И на этом снимке одинокой маленькой точкой — твоя колясочка, с тобою внутри..
А если бы ты не спал и смотрел и мог помнить, ты бы увидел и запомнил вот что.
Темная линия горизонта.
Серая — бескрайняя — гладь.
И на этом засвеченном памятью снимке темной размытой точкой — твоя мама.
…Мои детские ощущения Балтики, сколько себя помню, всегда жили на причале у нашего берега. А на каком же еще берегу они могли бы гнездиться? Были ли другие берега? Ну вот, например, говорят, у Луны есть обратная сторона. А кто ее видел? Может, обратной стороны нет, а Луна нарисована! Или: про маму говорят, что она директор школы. Да кто в такое поверит? Она же мама! Кроме того, про Луну и про маму говорят открыто, а про другие берега Балтики… Словно их нет в природе.

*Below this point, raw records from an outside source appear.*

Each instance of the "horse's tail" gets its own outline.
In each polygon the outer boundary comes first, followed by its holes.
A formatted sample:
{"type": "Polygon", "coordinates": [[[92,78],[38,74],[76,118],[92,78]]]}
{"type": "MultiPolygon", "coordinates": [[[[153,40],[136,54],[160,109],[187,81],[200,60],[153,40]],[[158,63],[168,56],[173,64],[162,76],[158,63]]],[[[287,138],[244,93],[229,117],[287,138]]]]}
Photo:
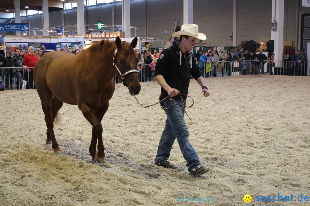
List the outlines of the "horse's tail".
{"type": "Polygon", "coordinates": [[[57,115],[56,115],[56,117],[55,117],[55,119],[54,119],[54,124],[58,124],[60,123],[60,115],[59,114],[59,112],[57,112],[57,115]]]}

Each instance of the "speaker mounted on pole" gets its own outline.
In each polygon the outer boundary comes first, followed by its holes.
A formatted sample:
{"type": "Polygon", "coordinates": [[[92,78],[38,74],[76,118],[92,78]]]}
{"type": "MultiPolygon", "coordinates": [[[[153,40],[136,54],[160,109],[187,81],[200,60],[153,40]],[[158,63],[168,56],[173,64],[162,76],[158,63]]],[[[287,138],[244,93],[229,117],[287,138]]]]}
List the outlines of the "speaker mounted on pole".
{"type": "Polygon", "coordinates": [[[267,42],[267,51],[268,52],[274,51],[274,40],[269,40],[267,42]]]}
{"type": "Polygon", "coordinates": [[[250,40],[249,43],[249,51],[250,52],[254,52],[256,51],[256,41],[250,40]]]}

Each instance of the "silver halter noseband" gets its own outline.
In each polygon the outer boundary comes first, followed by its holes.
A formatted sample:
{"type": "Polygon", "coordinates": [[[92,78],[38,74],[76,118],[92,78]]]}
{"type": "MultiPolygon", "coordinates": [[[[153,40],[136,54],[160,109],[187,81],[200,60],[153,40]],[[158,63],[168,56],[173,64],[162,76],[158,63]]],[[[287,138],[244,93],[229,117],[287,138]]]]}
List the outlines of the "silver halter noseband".
{"type": "Polygon", "coordinates": [[[115,67],[115,68],[116,68],[116,69],[117,70],[117,71],[119,73],[120,75],[121,75],[121,79],[122,81],[123,82],[123,84],[124,85],[124,86],[128,86],[125,83],[125,82],[124,81],[124,78],[125,77],[125,76],[126,74],[128,74],[130,73],[131,73],[131,72],[136,72],[138,73],[138,76],[139,76],[139,71],[137,69],[132,69],[131,70],[129,70],[128,71],[125,72],[125,73],[123,74],[122,74],[121,72],[121,71],[119,70],[118,68],[117,68],[117,66],[116,65],[116,53],[117,53],[117,49],[115,49],[115,51],[114,52],[114,56],[113,57],[113,66],[115,67]]]}

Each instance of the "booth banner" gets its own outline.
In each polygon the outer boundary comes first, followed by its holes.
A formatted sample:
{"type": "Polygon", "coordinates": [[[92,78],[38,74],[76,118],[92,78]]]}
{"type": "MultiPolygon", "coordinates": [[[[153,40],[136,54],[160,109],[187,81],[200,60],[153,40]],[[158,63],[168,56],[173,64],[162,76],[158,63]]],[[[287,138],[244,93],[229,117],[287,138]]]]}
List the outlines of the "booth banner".
{"type": "Polygon", "coordinates": [[[5,52],[9,51],[14,52],[16,47],[23,48],[27,50],[28,48],[31,46],[34,49],[38,49],[43,46],[47,50],[51,48],[51,40],[50,38],[4,38],[5,52]]]}
{"type": "Polygon", "coordinates": [[[0,31],[2,32],[20,32],[29,30],[29,23],[0,23],[0,31]]]}
{"type": "Polygon", "coordinates": [[[117,32],[122,32],[123,31],[123,26],[116,26],[116,31],[117,32]]]}
{"type": "Polygon", "coordinates": [[[309,0],[301,0],[301,6],[310,7],[310,1],[309,0]]]}
{"type": "Polygon", "coordinates": [[[62,35],[62,31],[61,27],[56,27],[56,34],[57,36],[61,36],[62,35]]]}
{"type": "MultiPolygon", "coordinates": [[[[71,37],[73,38],[73,37],[71,37]]],[[[128,38],[121,38],[121,40],[122,41],[124,42],[128,42],[129,43],[130,43],[132,40],[135,39],[135,37],[129,37],[128,38]]],[[[141,42],[140,41],[140,37],[138,37],[138,42],[137,43],[137,46],[136,47],[134,48],[135,49],[136,48],[137,48],[138,49],[140,49],[140,45],[141,44],[141,42]]],[[[111,39],[105,39],[105,40],[108,40],[110,41],[115,41],[115,38],[111,38],[111,39]]],[[[98,39],[85,39],[85,40],[86,41],[88,41],[91,40],[90,42],[91,42],[91,44],[92,45],[94,44],[95,44],[96,43],[99,41],[101,40],[98,39]]]]}
{"type": "Polygon", "coordinates": [[[82,36],[59,37],[51,39],[51,48],[56,51],[63,49],[67,51],[71,48],[73,51],[83,49],[84,38],[82,36]]]}

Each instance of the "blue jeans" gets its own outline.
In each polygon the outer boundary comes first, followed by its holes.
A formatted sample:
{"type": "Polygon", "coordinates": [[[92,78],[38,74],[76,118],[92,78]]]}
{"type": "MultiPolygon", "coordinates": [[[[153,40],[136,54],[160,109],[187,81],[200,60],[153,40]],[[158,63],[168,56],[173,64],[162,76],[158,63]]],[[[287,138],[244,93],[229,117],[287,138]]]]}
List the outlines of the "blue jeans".
{"type": "MultiPolygon", "coordinates": [[[[162,102],[162,107],[169,108],[165,110],[167,115],[167,120],[159,144],[157,149],[157,154],[155,158],[155,163],[161,163],[168,160],[170,156],[172,145],[176,138],[183,157],[187,162],[186,166],[190,172],[197,166],[200,164],[199,158],[195,149],[188,141],[189,133],[184,120],[185,111],[183,110],[181,101],[171,98],[162,102]]],[[[184,103],[186,105],[186,99],[184,103]]]]}
{"type": "Polygon", "coordinates": [[[15,83],[18,90],[21,89],[22,86],[23,86],[23,75],[20,72],[15,72],[14,73],[14,75],[17,79],[17,81],[15,83]]]}

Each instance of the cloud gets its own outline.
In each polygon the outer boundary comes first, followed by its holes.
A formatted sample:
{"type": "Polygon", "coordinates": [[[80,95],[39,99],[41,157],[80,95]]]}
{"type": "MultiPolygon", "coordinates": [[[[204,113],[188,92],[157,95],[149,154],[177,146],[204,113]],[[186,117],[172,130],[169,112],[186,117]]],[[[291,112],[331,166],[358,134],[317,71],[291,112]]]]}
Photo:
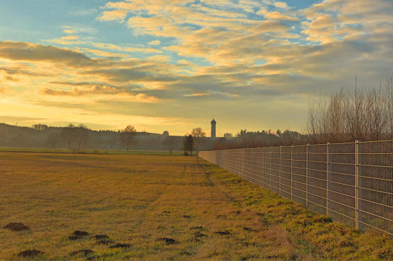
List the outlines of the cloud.
{"type": "Polygon", "coordinates": [[[149,42],[150,45],[159,45],[161,44],[161,41],[159,40],[154,40],[149,42]]]}
{"type": "Polygon", "coordinates": [[[0,94],[1,95],[6,94],[8,90],[8,89],[6,87],[0,87],[0,94]]]}
{"type": "Polygon", "coordinates": [[[288,6],[285,2],[275,2],[274,6],[278,7],[279,8],[287,8],[288,6]]]}
{"type": "Polygon", "coordinates": [[[166,62],[167,63],[171,60],[171,57],[167,55],[154,55],[152,56],[147,57],[147,60],[154,61],[161,63],[166,63],[166,62]]]}
{"type": "Polygon", "coordinates": [[[64,63],[70,67],[95,63],[85,54],[76,51],[22,42],[0,42],[0,58],[16,61],[64,63]]]}
{"type": "Polygon", "coordinates": [[[122,95],[125,98],[138,102],[158,102],[159,99],[154,96],[147,95],[145,93],[134,93],[124,88],[115,88],[109,86],[94,86],[92,87],[79,88],[74,87],[70,90],[58,90],[44,88],[40,90],[40,93],[52,96],[74,96],[85,95],[122,95]]]}
{"type": "Polygon", "coordinates": [[[113,10],[111,11],[104,11],[101,16],[97,19],[99,21],[116,21],[124,22],[127,17],[127,11],[125,10],[113,10]]]}
{"type": "Polygon", "coordinates": [[[283,21],[298,21],[298,18],[294,17],[289,15],[285,15],[280,12],[268,12],[266,9],[261,9],[257,12],[257,15],[261,15],[265,17],[265,18],[273,19],[273,20],[283,20],[283,21]]]}
{"type": "Polygon", "coordinates": [[[210,95],[209,93],[191,93],[185,94],[183,96],[189,97],[209,97],[210,95]]]}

…И вот, земную жизнь пройдя до половины (надеюсь, не больше), я оказываюсь на Финляндском вокзале. Этот вокзал для меня такой же свой, как часть моего тела. Чтобы из Питера попасть в Дом моего детства, надо сесть на электричку, идущую в направлении Ладожского озера, Невской Дубровки — или Мельничного Ручья. С этим все просто. За столько лет мало что изменилось — даже номер платформы тот же.
Но внезапно случается так, что… Как бы это объяснить… Вот вы прожили всю жизнь в комнате, у которой две двери: одна в кухню, другая в спальню. Вот вы и ходите из этой комнаты туда-сюда — в спальню, из спальни, в кухню, из кухни. Все в порядке. Но вдруг, почти жизнь спустя, вас подводят к стене и говорят: смотри. Вы смотрите и прямо перед носом видите: дверь. Да, дверь, которую вы почему-то не видели раньше. Вы открываете ее и оказываетесь…
То же случилось со мной. Финляндский вокзал я всегда считала сугубо пригородным, местным (“нашенским”, “свойским”). Но вот я нащупываю в кармане билет, на пригородный совсем не похожий. Я вдруг чувствую себя на Финляндском вокзале чужой: мне впервые приходится спрашивать. В конце концов я нахожу эту тайную платформу. Разумеется, я не только о ней раньше не слышала, но даже и не подозревала о ее существовании. И вот я уже сажусь в поезд, совсем не похожий на электричку. Особенно внутри. Идет он гораздо дольше, а значит, дальше. Сначала названия мне знакомы. А потом… Люди, отдаленно напоминающие контролеров, но наделенные большими полномочиями, тщательно проверяют документы и багаж. Потом я засыпаю.
…Просыпаюсь на другом берегу. Надписи по-фински. Речь, звуковым сходством мгновенно относящая меня на далекий хутор…
Но я в Финляндии! И мне странно, что путь, казалось бы предназначенный к преодолению морем, оказался проделан мной посуху. Мне странно, что на ожидание этого пути, который длился всего семь часов, ушла половина моей жизни. Странно, что половина пути проходила через места, знакомые мне раньше. Странно, даже невероятно, что я все-таки достигла волшебной страны Суоми.